What OSHA Actually Requires
OSHA’s general industry standard requires that if there’s no clinic, infirmary, or hospital close to your workplace, at least one person on site must be trained in first aid. The construction industry standard is more specific: it requires a person with a valid certificate from the American Red Cross “or equivalent training that can be verified by documentary evidence.” In practice, AHA, Red Cross, and other nationally recognized certifications all meet this bar.
Certain industries have stricter rules. Logging and electric power generation, for instance, mandate first aid training for employees regardless of how close the nearest hospital is. Employers who assign workers medical or first aid duties also must provide bloodborne pathogen training on top of CPR. OSHA recommends, but does not universally require, that every workplace have at least one CPR-certified employee. Your employer can tell you whether your specific role falls under a mandatory training requirement.
How Long Certification Lasts
Both AHA and Red Cross certifications are valid for two years from the date of completion. The AHA counts validity through the end of the month in which your card was issued, giving you a few extra weeks of buffer.
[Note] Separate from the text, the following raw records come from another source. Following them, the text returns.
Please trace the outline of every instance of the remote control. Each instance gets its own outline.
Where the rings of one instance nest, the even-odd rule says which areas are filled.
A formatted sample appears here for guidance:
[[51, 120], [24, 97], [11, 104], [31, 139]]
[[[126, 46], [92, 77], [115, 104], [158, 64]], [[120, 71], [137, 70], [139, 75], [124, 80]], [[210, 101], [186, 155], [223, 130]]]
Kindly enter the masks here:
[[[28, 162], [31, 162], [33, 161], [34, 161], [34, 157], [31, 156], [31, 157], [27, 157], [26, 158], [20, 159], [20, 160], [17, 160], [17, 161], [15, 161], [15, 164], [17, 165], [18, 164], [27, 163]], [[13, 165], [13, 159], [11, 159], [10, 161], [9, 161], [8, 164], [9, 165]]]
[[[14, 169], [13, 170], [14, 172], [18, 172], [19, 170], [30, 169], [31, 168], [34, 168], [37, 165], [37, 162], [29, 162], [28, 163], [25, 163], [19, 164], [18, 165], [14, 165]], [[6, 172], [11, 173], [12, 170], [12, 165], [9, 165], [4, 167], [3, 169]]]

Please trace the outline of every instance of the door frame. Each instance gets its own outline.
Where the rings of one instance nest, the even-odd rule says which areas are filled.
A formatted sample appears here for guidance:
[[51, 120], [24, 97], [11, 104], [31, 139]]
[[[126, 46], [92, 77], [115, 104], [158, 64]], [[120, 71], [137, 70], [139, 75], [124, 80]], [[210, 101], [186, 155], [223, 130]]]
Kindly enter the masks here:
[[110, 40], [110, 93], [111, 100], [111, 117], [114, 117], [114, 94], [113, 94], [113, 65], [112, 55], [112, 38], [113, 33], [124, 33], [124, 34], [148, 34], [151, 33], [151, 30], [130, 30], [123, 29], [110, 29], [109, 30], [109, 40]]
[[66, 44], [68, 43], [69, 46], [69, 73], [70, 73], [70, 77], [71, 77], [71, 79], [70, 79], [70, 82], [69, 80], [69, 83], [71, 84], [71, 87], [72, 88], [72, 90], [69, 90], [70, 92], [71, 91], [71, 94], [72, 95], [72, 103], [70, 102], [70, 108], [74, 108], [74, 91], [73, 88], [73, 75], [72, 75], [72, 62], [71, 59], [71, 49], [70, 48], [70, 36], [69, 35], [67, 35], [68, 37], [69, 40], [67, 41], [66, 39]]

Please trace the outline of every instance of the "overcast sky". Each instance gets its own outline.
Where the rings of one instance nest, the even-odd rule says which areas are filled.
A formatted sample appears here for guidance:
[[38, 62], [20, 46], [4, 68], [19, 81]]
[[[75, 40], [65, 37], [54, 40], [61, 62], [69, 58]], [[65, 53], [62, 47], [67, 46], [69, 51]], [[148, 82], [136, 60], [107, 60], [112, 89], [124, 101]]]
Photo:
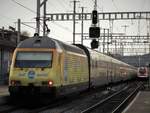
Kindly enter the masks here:
[[[35, 21], [36, 14], [24, 7], [16, 4], [14, 1], [28, 7], [36, 12], [36, 0], [0, 0], [0, 27], [4, 26], [6, 29], [8, 26], [16, 27], [14, 22], [18, 18], [22, 22]], [[41, 0], [42, 1], [42, 0]], [[81, 6], [86, 7], [85, 12], [91, 12], [94, 6], [94, 0], [80, 0], [77, 3], [77, 12], [81, 12]], [[123, 12], [123, 11], [150, 11], [150, 0], [97, 0], [99, 12]], [[65, 13], [72, 12], [73, 5], [70, 0], [48, 0], [47, 13]], [[137, 35], [138, 20], [135, 21], [115, 21], [114, 32], [122, 33], [124, 28], [122, 25], [128, 25], [127, 34]], [[35, 27], [34, 24], [30, 24]], [[84, 32], [88, 32], [91, 22], [85, 22]], [[146, 34], [146, 21], [140, 21], [140, 33]], [[72, 22], [48, 22], [48, 26], [51, 29], [50, 36], [62, 41], [72, 41]], [[80, 31], [80, 22], [76, 23], [76, 31]], [[101, 21], [101, 27], [109, 28], [109, 22]], [[22, 31], [28, 31], [31, 35], [35, 32], [34, 29], [22, 25]], [[80, 40], [79, 36], [76, 36], [77, 40]]]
After two years, you’ll need to renew.
Renewal courses are shorter than the initial certification because they assume you still have foundational knowledge. The Red Cross offers abbreviated renewal classes for people whose credentials are still valid but approaching expiration. If you let your certification lapse completely, you’ll typically need to retake the full course. Setting a calendar reminder around the 22-month mark gives you enough lead time to find a convenient renewal class before your card expires.
Choosing the Right Provider
For most people, the decision between the AHA and the Red Cross comes down to which one has a class near you at a time that works. Both follow international resuscitation science guidelines published by ILCOR (the global body that reviews CPR evidence), both are accepted by virtually all employers, and both issue two-year digital certificates. If your employer or school specifies one provider, go with that one. Otherwise, compare dates, locations, and prices, and pick whichever fits your schedule. A CPR certification you actually complete is more valuable than the “perfect” one you keep postponing.